Research & Papers

DIAGRAMS: A Review Framework for Reasoning-Level Attribution in Diagram QA

New review framework automates evidence selection for diagram reasoning tasks

Deep Dive

Diagram question answering (Diagram QA) requires linking each question-answer pair to all visual regions needed for reasoning—not just the region containing the final answer. Creating this structured evidence across diagrams, charts, maps, circuits, and infographics is time-consuming, and existing annotation tools are tightly coupled to dataset-specific formats. A team of researchers including Anirudh Iyengar, Tampu Ravi Kumar, Manan Suri, and others from institutions like the University of Maryland has introduced DIAGRAMS, a review-first framework that decouples interface logic from dataset-specific JSON structures through an internal meta-schema and dataset adapters. Given an image and QA pair with optional candidate regions, the system performs QA-conditioned evidence selection and proposes the regions required for reasoning. When QA pairs or candidate regions are missing, it generates them and supports human verification and refinement.
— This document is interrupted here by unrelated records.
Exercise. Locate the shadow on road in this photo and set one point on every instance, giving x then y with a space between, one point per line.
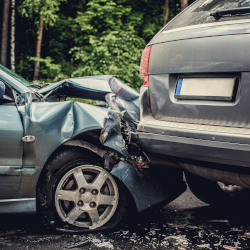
184 224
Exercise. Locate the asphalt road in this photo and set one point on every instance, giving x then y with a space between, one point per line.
186 223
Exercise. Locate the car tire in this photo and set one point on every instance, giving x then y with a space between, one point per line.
75 193
212 192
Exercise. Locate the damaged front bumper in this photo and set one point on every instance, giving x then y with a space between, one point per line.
53 121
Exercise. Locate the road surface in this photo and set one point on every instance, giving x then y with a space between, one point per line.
186 223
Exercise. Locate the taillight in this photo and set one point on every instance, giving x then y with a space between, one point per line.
144 65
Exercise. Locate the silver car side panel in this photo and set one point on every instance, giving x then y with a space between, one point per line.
11 151
18 205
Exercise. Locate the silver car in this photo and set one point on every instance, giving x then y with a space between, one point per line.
75 163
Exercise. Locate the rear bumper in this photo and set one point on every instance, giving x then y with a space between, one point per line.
215 144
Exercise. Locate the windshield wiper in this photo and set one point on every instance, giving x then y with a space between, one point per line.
219 13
In experiments across six Diagram QA datasets, model-suggested evidence achieved 85.39% precision and 75.30% recall (micro-averaged) against reviewer-final selections. These results indicate that the review-first approach significantly reduces manual region creation while maintaining high agreement with final reasoning-level attributions. The authors have released a public demo and installable package to support dataset auditing, grounded supervision creation, and grounded evaluation. This framework could accelerate the development of more robust diagram understanding systems by providing a standardized way to create high-quality reasoning annotations.

Key Points
  • DIAGRAMS uses a meta-schema and dataset adapters to decouple interface logic from dataset-specific formats.
  • Model-suggested evidence achieves 85.39% precision and 75.30% recall across six Diagram QA datasets.
  • Framework auto-generates missing QA pairs or candidate regions and supports human verification.

Why It Matters

Standardizes diagram annotation creation, reducing manual effort while improving grounded evaluation of AI reasoning.